Tuesday, November 21, 2017

Scoring Multiple Variables, Too Many Variables and Too Few Observations: Data Reduction

This post will grow to cover questions about data reduction methods, also known as unsupervised learning methods. These are intended primarily for two purposes:

  • collapsing correlated variables into an overall score so that one does not have to disentangle correlated effects, which is a difficult statistical task
  • reducing the effective number of variables to use in a regression or other predictive model, so that fewer parameters need to be estimated
The latter example is the "too many variables too few subjects" problem.  Data reduction methods are covered in Chapter 4 of my book Regression Modeling Strategies, and in some of the book's case studies.

Sacha Varin writes 2017-11-19:

I want to add/sum some variables having different units. I decide to standardize (Z-scores) the values and then, once transformed in Z-scores, I can sum them.  The problem is that my variables distributions are non Gaussian (my distributions are not symmetrical (skewed), they are long-tailed, I have all types of weird distributions, I guess we can say the distributions are intractable. I know that my distributions don't need to be gaussian to calculate Z-scores, however, if the distributions are not close to gaussian or at least symmetrical enough, I guess the classical Z-score transformation: (Value - Mean)/SD, is not valid, that's why I decide, because my distributions are skewed and long-tailed to use the Gini's mean difference (robust and efficient estimator).
  1. If the distributions are skewed and long-tailed, can I standardize the values using that formula :(Value - Mean)/GiniMd?  Or the mean is not a good estimator in presence of skewed and long-tailed distributions?  What about (Value - Median)/GiniMd?  Or what else with GiniMd for a formula to standardize?
  2. In presence of outliers, skewed and long-tailed distributions, for standardization, what formula is better to use between (Value - Median)/MAD (=median absolute deviation) or (Value - Mean)/GiniMd?  And why?
My situation is not the predictive modeling case, but I want to sum the variables.

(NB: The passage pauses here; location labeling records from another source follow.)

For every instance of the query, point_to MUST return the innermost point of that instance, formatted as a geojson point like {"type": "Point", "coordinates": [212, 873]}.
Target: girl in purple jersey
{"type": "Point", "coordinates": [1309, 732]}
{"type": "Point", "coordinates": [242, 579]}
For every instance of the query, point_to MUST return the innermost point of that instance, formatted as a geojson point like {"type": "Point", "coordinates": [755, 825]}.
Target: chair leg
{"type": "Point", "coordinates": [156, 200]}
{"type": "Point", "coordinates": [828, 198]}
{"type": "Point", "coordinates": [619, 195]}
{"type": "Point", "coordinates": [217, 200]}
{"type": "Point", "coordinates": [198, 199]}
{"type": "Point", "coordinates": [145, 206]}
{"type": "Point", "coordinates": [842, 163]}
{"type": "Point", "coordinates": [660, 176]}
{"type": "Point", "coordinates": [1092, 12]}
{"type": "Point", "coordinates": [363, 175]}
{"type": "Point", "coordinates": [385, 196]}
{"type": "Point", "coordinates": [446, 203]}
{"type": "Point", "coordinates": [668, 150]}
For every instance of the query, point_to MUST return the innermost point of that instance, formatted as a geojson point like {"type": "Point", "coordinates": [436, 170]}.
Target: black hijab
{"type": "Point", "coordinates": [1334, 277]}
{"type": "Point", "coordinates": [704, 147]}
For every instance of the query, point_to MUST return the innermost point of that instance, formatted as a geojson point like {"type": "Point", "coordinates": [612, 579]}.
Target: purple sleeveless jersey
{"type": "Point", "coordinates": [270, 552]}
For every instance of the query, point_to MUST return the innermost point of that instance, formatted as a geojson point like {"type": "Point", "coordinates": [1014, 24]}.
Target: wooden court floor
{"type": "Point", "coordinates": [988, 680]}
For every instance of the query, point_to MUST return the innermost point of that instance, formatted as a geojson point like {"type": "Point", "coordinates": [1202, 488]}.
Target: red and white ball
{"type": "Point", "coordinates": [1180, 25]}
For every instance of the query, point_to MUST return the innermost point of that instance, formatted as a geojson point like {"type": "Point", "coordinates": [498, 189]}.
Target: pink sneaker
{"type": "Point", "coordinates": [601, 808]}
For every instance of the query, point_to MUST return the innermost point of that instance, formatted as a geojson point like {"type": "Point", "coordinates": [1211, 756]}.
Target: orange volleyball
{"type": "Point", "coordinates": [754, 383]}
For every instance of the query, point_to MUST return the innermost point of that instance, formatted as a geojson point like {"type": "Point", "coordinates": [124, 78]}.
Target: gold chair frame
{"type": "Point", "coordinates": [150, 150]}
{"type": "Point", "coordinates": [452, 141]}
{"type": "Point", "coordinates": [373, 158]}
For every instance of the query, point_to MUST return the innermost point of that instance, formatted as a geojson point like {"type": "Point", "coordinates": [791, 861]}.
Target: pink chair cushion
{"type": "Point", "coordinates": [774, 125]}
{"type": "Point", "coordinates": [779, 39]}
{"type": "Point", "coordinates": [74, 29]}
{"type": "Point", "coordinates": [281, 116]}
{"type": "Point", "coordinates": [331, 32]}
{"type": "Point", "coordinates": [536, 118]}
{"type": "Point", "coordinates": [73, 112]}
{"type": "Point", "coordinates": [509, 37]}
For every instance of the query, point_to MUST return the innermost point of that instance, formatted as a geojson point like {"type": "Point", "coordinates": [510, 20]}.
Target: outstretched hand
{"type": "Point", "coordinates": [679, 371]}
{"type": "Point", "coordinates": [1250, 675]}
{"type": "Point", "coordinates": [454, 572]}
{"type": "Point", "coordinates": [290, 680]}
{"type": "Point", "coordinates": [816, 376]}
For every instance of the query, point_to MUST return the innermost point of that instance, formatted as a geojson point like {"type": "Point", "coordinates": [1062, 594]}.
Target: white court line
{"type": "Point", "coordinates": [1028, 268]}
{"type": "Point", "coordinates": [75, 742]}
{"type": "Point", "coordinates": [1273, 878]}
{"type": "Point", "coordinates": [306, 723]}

These are excellent questions and touch on an interesting side issue.  My opinion is that standard deviations (SDs) are not very applicable to asymmetric (skewed) distributions, and that they are not very robust measures of dispersion.  I'm glad you mentioned Gini's mean difference, which is the mean of all absolute differences of pairs of observations.  It is highly robust and is surprisingly efficient as a measure of dispersion when compared to the SD, even when normality holds. 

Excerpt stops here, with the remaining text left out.